Bununla birlikte, sonraları Osmanlı devletinin başına büyük gaileler açan imtiyazlar, demiryolu, bayındırlık işleri ve madenlerle ilgili olarak, Tanzimat döneminde verildi.
Abdülmecid, Abdülaziz ve Abdülhamid II devirlerinde yabancı devletlerin (Avusturya, Fransa, Belçika) kumpanyaları demiryolu ve bayındırlık işleri için bazı imtiyazlar aldılar.
Bu imtiyazların verilmesinde devletin malî durumunun bozuk olması önemli rol oynadı.
Bugün Romanya sınırları içinde bulunan Köstence – Novada ile, İzmir – Aydın demiryolları yaptırıldı.
izmir-Kasaba ve Bornova şube hattı imtiyazları ingilizlere verildi.
Abdülaziz’in, Paris seyahati dönüşünde Rumeli demiryolunun yapım ve işletme imtiyazını, avusturyalı Baron Hirsch, demiryolunun geçeceği arazi üzerindeki orman ve maden imtiyazlarının verilmesi şartı ile kabul etti (17 nisan 1869).
Hükümet ile Hirsch arasında çıkan ihtilâf sonunda bu şebeke hükümetin malı oldu, Şark Demiryolları kumpanyasına bu yolların idaresi verildi.
Abdülhamid II, imtiyaz isteklerinin demiryolu yapmak kaydı ile yabancılardan geldiğini, paşaların da bu tekliflerin kabulünde çıkarları olduğu için hararetle tavsiye ettiklerini söyler.
Abdülmecid ve Abdülaziz zamanlarında başlayan imtiyaz siyaseti Abdülhamid II zamanında daha da arttı, imtiyazlarla yapılan demiryolları Anadolu’da rus tehlikesini arttırdığı gibi İngilizleçi de arap yarımadasına yaklaştırdı.

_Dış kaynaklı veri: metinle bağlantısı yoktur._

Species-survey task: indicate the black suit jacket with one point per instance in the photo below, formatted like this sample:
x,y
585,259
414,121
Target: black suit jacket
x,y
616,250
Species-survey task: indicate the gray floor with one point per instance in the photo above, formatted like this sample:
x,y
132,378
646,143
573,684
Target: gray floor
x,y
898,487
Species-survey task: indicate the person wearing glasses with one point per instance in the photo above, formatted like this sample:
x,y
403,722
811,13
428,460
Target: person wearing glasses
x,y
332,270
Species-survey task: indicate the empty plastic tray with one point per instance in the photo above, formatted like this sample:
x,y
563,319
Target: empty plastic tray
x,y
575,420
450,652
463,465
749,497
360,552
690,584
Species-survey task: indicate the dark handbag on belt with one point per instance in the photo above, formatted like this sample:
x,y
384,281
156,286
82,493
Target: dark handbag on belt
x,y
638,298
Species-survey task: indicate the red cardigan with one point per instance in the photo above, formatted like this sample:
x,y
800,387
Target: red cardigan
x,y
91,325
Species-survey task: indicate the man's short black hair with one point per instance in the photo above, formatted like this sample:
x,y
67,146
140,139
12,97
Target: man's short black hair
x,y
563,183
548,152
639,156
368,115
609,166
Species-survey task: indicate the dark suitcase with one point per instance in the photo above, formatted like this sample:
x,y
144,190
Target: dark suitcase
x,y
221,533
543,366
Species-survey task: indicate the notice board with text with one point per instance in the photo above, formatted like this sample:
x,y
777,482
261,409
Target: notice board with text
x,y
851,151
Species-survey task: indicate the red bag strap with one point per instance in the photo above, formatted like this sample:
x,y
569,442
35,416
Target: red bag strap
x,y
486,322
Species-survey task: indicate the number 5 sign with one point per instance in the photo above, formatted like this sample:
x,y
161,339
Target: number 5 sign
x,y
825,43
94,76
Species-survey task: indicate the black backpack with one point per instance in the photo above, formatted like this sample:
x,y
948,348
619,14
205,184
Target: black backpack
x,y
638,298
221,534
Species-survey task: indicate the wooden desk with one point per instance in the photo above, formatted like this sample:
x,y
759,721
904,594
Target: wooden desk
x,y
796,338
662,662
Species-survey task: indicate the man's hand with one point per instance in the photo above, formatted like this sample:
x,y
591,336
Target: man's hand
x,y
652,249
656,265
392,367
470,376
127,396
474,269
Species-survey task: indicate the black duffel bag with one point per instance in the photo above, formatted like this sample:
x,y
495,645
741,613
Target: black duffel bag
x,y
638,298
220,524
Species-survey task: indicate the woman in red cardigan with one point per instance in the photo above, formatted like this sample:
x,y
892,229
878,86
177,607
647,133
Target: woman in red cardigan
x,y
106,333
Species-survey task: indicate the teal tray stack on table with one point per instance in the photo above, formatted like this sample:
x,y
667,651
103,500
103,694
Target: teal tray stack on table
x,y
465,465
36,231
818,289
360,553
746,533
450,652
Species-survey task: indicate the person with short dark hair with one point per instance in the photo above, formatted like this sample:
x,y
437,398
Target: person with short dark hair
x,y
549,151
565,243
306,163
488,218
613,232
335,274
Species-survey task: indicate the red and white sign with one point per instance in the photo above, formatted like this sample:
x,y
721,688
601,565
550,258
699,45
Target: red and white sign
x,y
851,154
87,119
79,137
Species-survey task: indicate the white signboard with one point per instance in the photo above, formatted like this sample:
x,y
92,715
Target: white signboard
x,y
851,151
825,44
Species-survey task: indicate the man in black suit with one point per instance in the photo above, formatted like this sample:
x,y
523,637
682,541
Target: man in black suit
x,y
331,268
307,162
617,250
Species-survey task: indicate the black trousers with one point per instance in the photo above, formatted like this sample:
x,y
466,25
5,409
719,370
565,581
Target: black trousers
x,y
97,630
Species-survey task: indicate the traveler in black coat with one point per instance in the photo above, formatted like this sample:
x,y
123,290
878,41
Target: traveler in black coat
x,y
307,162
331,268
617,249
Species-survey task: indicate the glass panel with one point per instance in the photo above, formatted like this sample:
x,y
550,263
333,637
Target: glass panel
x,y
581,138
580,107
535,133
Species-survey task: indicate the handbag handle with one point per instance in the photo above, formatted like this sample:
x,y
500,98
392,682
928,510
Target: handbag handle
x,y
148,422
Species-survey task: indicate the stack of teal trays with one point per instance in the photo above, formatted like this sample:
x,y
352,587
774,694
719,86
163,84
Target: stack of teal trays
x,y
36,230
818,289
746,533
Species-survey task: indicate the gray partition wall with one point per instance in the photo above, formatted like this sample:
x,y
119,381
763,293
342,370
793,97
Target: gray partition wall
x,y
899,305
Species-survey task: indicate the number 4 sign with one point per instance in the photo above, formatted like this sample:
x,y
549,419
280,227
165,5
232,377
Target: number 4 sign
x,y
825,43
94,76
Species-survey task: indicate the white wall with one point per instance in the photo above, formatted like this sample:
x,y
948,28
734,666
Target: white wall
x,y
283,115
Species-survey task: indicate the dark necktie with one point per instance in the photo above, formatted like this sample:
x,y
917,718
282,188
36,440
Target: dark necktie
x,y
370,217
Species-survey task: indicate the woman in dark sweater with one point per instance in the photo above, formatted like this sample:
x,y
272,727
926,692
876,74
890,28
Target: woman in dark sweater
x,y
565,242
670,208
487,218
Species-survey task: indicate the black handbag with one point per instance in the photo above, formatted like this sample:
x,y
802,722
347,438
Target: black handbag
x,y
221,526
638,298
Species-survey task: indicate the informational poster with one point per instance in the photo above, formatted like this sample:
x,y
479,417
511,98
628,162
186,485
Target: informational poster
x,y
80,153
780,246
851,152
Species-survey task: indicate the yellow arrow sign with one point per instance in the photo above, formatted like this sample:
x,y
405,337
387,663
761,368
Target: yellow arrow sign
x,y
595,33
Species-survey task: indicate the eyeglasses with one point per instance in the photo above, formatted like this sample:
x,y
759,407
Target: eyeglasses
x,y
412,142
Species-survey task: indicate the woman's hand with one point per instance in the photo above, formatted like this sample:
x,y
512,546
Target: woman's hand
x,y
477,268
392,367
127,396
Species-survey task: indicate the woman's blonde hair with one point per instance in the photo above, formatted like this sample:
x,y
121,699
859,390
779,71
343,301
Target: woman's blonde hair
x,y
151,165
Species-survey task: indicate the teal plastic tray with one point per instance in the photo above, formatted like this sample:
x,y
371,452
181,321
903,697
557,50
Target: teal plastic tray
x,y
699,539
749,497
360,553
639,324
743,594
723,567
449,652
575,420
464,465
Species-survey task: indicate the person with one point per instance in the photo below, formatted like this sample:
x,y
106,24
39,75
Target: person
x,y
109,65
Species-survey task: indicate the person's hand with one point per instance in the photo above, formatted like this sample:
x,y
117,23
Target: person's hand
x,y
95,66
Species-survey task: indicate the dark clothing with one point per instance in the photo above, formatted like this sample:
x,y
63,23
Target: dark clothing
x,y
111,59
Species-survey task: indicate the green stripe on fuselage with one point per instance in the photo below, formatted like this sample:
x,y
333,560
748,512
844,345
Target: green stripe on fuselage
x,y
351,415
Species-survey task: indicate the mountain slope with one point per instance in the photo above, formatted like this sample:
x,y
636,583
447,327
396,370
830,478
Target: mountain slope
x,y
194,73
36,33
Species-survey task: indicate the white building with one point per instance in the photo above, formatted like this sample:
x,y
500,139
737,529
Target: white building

Yabancı şirket ve kumpanyalarca yapılan demiryolları Osmanlı hükümetine pahalıya mal oldu.
Zira imtiyaz verilirken kumpanya veya hükümet kilometre garantisi vermek zorunda kaldı, ödenen para da kilometre ile orantılı olarak arttı.
Meselâ 1889’da 92 km’lik demiryolu için 165 568 TL.
ödendiği halde 1901’de 2 269 km’lik demiryolu için 15 359 4946 TL. ödendi.
Demiryolları yanında bayındırlık işleri de imtiyazlar yoluyla halledilmek istendi.
Bu amaçla 1890’da İsviçre’nin Bâle şehrindeki bir kumpanyaya İstanbul’un Anadolu kıyısında Erenköy ile çevresinin su işi imtiyazı verildi.
Bunun gibi 1891’de Selânik’in, 1895’te İzmir’in su şebekelerinin imtiyazını anonim bir kumpanya aldı.
Diğer tesisler arasında tramvay hatları da imtiyazlarla yaptırıldı.
İstanbul tramvayları kurulduktan sonra Selânik’te de aynen yaptırıldı.
1879’da Londra’daki bir kumpanya İstanbul’un ev ve atelyelerini yapma imtiyazını istedi.